Ambos os países são (ainda) governados por partidos responsaveis pela fundação do Estado e a sua respectiva  soberania. Angola realizou pela primeira vez eleições em 1992. foram  marcadas por  incidentes e desconfianças que desencadeou ao retorno do conflito armado. Presentemente o cenário é diferente e com elementos na acção  externa antes não levados em conta. Um estudo norte americano feito em  1976  por Ernest Harsch, Tony Thomas e Malik Miah   previa  que Angola se tornaria na segunda  potencia econômica no sul da África do Sahara depois da África do Sul. Na altura o Petróleo e o Diamante lideravam o  sector econômico e Angola era o segundo maior produtor de Café em África e o terceiro do Mundo. As exportações para os estados Unidos chegaram a lucrar 206 milhões de Dólares no ano de 1973.
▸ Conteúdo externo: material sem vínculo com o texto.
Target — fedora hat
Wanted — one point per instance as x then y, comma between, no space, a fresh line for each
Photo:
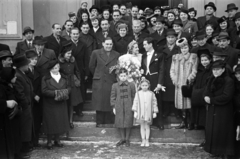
20,60
39,40
27,29
5,53
210,4
231,6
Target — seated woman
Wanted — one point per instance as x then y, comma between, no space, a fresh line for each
55,91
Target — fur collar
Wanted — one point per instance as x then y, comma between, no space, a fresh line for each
63,60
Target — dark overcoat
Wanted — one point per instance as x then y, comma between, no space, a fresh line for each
198,109
169,94
55,113
24,88
22,46
69,68
53,44
122,96
121,43
103,80
219,130
42,65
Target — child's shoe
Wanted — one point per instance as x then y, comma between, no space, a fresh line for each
147,143
143,143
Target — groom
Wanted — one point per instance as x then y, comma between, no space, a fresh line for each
152,64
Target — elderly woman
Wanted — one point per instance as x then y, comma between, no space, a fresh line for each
188,25
122,39
183,70
55,91
218,96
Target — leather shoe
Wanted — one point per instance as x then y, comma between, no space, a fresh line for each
121,142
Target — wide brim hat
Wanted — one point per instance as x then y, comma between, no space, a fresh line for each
5,53
210,4
231,6
39,40
20,60
27,29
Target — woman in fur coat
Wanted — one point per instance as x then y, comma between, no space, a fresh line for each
183,70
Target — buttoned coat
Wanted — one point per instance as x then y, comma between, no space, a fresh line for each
43,61
103,80
219,129
22,46
183,68
169,94
55,113
122,101
24,88
53,44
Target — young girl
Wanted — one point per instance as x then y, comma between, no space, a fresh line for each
145,109
122,96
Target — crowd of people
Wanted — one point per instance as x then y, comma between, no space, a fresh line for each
185,66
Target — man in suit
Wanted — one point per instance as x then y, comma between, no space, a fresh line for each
80,52
100,63
210,8
138,35
27,44
68,26
55,41
159,34
106,32
25,95
152,64
232,54
45,56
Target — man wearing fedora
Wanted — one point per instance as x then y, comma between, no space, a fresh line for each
210,8
55,41
45,56
231,10
232,54
25,95
26,44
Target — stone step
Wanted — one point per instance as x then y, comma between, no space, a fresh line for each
87,131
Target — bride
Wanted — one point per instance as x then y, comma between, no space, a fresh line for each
132,56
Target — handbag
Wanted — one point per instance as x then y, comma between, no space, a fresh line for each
187,90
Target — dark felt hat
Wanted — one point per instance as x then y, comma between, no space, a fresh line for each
20,60
210,4
27,29
204,51
31,53
231,6
51,64
192,10
218,64
171,32
178,22
222,19
223,35
5,53
7,74
39,40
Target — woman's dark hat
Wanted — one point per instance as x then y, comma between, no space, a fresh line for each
219,64
31,53
5,53
204,51
210,4
192,10
27,29
7,74
39,40
51,64
20,60
231,6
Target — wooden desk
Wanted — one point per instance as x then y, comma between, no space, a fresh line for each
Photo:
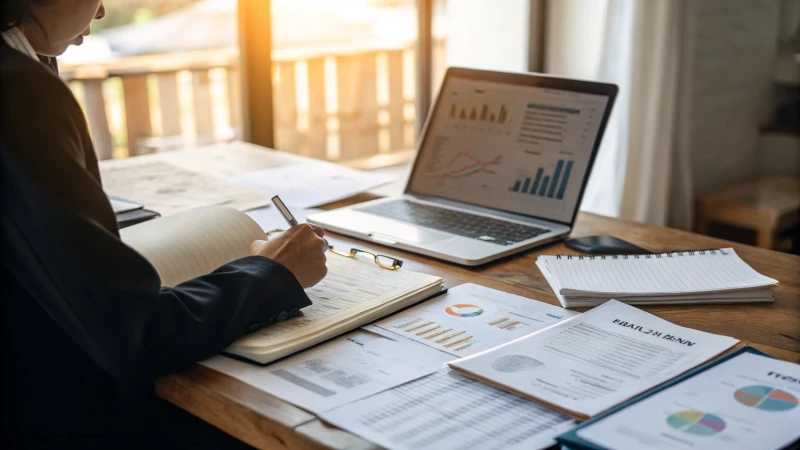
266,422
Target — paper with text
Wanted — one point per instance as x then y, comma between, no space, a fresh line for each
749,401
193,243
448,411
337,372
168,189
472,318
307,185
589,363
352,288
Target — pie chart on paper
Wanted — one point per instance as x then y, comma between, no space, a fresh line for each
696,422
464,310
766,398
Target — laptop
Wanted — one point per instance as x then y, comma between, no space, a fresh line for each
501,167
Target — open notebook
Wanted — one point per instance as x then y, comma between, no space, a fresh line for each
356,291
705,276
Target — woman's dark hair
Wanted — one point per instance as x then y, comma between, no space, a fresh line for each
12,12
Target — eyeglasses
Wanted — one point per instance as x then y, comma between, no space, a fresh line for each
386,262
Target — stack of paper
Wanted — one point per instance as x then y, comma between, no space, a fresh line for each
592,362
709,276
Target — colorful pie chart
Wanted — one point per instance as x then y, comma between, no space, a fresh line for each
464,310
765,398
696,422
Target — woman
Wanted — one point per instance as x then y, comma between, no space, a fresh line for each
86,326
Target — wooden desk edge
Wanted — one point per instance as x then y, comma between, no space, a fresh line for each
264,421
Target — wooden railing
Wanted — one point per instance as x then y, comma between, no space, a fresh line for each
349,105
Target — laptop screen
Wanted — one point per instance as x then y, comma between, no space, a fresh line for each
517,148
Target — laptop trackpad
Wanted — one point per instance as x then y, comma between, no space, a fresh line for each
391,232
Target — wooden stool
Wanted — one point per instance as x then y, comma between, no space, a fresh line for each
767,205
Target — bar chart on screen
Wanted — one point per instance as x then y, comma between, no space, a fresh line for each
546,184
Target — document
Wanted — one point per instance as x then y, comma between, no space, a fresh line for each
445,411
749,401
307,185
354,292
592,362
472,318
167,188
345,369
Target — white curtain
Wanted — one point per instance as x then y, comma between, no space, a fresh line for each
642,171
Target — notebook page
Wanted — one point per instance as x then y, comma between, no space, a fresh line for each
194,242
353,287
719,270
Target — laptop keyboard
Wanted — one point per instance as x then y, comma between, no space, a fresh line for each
456,222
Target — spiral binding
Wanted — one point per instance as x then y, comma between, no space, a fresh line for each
711,251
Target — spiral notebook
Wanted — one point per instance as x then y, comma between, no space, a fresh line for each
674,278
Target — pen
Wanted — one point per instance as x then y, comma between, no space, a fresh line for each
289,217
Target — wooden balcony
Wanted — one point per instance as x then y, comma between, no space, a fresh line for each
342,104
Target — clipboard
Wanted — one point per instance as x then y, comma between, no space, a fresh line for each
571,440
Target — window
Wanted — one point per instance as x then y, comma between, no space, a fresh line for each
158,75
151,77
344,77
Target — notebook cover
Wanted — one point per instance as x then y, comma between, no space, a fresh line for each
442,291
571,439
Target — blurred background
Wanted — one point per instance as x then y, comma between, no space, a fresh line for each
705,134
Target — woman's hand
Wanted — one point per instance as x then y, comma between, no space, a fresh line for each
300,249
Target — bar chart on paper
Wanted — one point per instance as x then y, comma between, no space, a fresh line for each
470,319
550,185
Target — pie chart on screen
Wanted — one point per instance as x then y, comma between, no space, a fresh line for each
464,310
765,398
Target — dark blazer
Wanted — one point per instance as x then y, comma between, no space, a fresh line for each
86,324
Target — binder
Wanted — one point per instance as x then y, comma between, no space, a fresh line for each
571,440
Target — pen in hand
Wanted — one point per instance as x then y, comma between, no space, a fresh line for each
289,217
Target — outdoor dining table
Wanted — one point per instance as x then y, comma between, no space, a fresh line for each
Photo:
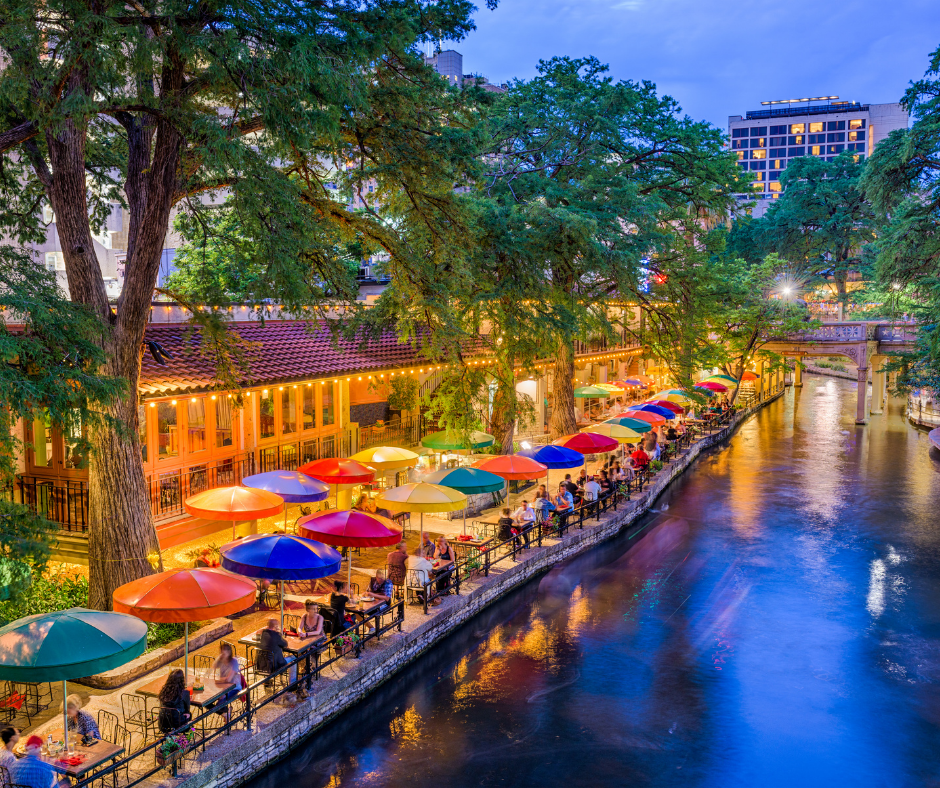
212,690
95,755
295,645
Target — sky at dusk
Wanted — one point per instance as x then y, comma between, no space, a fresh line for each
716,57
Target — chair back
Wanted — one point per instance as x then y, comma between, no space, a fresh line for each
107,723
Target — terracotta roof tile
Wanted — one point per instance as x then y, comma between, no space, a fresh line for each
280,351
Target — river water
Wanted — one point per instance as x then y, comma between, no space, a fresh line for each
775,622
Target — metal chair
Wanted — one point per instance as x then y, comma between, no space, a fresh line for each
107,722
134,710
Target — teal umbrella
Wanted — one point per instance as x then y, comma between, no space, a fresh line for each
469,481
591,392
451,441
69,644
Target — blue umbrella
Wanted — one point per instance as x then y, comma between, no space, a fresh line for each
556,457
657,409
280,557
292,486
469,481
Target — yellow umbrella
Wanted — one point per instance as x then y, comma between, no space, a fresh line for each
422,497
618,432
386,458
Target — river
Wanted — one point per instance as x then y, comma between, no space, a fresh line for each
774,622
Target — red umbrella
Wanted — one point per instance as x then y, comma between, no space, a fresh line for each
645,415
184,595
588,443
349,529
512,466
664,403
337,470
234,504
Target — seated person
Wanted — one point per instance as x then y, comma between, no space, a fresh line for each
338,601
174,703
80,722
640,458
504,527
423,570
311,622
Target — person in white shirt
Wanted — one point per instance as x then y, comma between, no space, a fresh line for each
424,570
524,517
8,739
591,489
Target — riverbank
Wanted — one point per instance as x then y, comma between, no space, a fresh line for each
231,760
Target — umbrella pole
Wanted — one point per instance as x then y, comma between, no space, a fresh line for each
65,714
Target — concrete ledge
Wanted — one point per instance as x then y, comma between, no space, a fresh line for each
246,754
158,657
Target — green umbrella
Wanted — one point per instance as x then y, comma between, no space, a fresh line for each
591,392
69,644
451,441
No pos – paz, Angola estabilizou a  economia de que goza o estatuto de “uma das economias que mais cresce” (a ultima edição da prestigiada Newafrican Magazine, edição 474 cita o protagonismo econômico angolano e lamenta o ocidente de a ignorar). Tem atraído investidores internacionais. foi a semana passada alcunhada por um jornal australiano como “potencia petrolífera  regional”. É uma das principais peça de  influencia de estabilidade junto aos seus vizinhos. Depois da África do Sul, passou a ser a “segunda figura” na Região Austral. Esses dados  acrescidos aos depoimentos dos dirigentes  indicam que na presente fase, Angola esta interessada na sua projeção externa de forma a ser vista como exemplo em África. Reposição de um cenário idêntico ao que acontece no Zimbábue estaria  a atentar contra si, contra os seus  propósitos.
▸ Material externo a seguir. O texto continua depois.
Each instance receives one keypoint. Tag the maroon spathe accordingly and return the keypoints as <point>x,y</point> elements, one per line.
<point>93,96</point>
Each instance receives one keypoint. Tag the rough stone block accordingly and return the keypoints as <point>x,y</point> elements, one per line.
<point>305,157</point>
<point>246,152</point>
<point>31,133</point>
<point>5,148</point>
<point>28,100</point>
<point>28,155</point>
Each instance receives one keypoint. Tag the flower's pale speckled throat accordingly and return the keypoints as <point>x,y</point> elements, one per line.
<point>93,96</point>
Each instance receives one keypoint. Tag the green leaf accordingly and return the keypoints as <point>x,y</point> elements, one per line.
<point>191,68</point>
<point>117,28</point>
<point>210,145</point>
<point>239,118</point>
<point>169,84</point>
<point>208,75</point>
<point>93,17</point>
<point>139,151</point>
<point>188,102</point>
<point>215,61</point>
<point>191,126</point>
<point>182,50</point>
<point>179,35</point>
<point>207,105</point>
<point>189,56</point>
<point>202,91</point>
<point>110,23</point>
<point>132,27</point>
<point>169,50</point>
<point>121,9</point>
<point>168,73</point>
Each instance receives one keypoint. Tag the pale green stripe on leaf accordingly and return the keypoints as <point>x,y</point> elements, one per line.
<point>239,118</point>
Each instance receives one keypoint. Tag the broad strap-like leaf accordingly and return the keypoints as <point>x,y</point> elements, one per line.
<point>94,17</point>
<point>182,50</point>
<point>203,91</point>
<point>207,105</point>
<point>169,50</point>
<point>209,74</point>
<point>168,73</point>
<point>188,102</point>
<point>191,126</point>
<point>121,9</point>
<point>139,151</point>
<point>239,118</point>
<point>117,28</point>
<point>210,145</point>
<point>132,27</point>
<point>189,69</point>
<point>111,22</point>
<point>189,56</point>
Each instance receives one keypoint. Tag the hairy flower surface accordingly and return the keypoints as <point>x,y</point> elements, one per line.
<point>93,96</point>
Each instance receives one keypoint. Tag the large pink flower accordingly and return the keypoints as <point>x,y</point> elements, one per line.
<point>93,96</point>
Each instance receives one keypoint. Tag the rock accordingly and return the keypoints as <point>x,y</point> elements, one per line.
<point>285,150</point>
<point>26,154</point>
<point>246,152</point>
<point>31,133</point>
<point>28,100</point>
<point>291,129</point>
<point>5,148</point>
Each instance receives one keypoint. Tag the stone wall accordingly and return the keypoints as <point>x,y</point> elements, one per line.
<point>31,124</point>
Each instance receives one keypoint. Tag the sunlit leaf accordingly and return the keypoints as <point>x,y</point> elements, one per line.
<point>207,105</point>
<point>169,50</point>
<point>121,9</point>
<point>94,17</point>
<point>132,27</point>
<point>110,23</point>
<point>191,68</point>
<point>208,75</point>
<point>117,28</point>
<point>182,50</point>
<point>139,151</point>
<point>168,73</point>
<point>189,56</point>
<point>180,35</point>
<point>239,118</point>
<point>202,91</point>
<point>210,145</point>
Angola pretende que as próximas eleições sejam exemplo universal segundo o  líder parlamentar do MPLA. Quadros seniores  do partido no poder demitiram-se do discurso que apresentava a UNITA como elemento “exclusivamente” responsável pela  destruição do pais e pelo atraso das obras do governo. Os violentos discursos deram resultado imprevisto. Fez nascer dentro da sociedade civil  uma corrente de solidariedade  favorável a  UNITA. Verificou-se um recuo e num comício  no Huambo o membro do BP João Lourenço apareceu com um atraente discurso substituindo a retórica de linguagem violenta dos seus colegas e que são  equiparadas a de Didymus Mutasa, secretario da organização da Zanu-PF e Ministro da segurança de Mugabe.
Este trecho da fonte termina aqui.